Wednesday, November 12, 2014

DRIVERLESS CARS




Have you ever ridden in a driverless car? The idea has always seemed unreal, but today, the passengers in that car could be me and my husband.

Some partly "quasi" driverless "autonomous" cars date back to the 1920s and the 1930s. At the 1939 World's Fair, a street intersection in the City of the Future had autonomous cars. Since the 80's, significant advances have been made in technology and autonomous vehicles are being developed by Mercedes-Benz, General Motors, Nissan, Toyota, Audi, Volvo, as well as in Germany, Switzerland, and Google's project farm, in Frisco.

Google's Self-Driving Car project created the robotic vehicle "Stanley," winning a $2 million prize from the U. S. Department of Defense.

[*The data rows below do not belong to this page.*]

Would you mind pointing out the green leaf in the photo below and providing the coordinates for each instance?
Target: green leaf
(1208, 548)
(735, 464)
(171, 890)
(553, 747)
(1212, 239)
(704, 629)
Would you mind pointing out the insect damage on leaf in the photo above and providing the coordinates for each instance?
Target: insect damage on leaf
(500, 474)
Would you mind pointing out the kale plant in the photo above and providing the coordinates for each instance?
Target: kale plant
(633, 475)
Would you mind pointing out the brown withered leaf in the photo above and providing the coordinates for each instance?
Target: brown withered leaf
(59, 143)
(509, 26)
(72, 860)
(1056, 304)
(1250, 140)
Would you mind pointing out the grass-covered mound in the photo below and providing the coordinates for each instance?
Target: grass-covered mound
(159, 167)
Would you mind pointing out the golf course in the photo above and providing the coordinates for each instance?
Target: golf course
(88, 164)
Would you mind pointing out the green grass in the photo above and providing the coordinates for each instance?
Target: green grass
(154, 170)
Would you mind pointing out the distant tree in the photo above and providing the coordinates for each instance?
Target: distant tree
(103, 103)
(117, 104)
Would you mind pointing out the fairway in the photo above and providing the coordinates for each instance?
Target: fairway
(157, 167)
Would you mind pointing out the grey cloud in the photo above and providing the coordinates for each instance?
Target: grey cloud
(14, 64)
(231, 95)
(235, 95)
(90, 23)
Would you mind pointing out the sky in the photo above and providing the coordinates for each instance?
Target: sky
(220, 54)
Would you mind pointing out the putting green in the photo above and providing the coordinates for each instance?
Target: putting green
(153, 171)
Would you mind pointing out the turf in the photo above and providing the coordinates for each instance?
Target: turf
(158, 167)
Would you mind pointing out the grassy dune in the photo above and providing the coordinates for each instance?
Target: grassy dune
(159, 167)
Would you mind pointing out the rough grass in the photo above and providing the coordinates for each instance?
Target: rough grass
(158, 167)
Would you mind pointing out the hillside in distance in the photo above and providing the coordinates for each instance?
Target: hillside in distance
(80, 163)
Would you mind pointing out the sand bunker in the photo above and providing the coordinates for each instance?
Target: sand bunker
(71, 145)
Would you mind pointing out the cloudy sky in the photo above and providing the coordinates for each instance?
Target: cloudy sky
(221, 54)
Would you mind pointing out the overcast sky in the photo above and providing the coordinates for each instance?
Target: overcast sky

Meanwhile, Nevada, Florida, and California have passed laws permitting the operation of autonomous cars.

Currently, Google is working on a Toyota Prius that will have neither steering wheel nor pedals -- just  $150,000 in equipment including a $70,000 radar system, with a range finder that enables the vehicle to generate 3D maps that can be combined with other high-resolution maps of the world, and produce data that allow it to drive itself (or utilize computation from remote computer farms in the area.)
 
The Google test group is composed of ten cars, (six Toyota Prius, one Audi, and three Lexus' -- each car operates with a Google engineer in the passenger seat. They are being tested on San Francisco's steep hairpin turns, city traffic, on the Golden Gate Bridge, and around Lake Tahoe. The cars drive at the speed limit stored on its maps; they maintain their distance from other vehicles using sensors; the group has done over 700,000 accident-free miles. Though Google says it has no immediate plans to manufacture cars, it plans to develop a business which would market the system and the data behind it to automobile manufacturers.

"No immediate plans"-- hah -- that  means it's going to happen very soon.

I think I'd be nervous, traveling in a car without a driver, but this video tells  me it's going to be fun, safer than driving, and very convenient.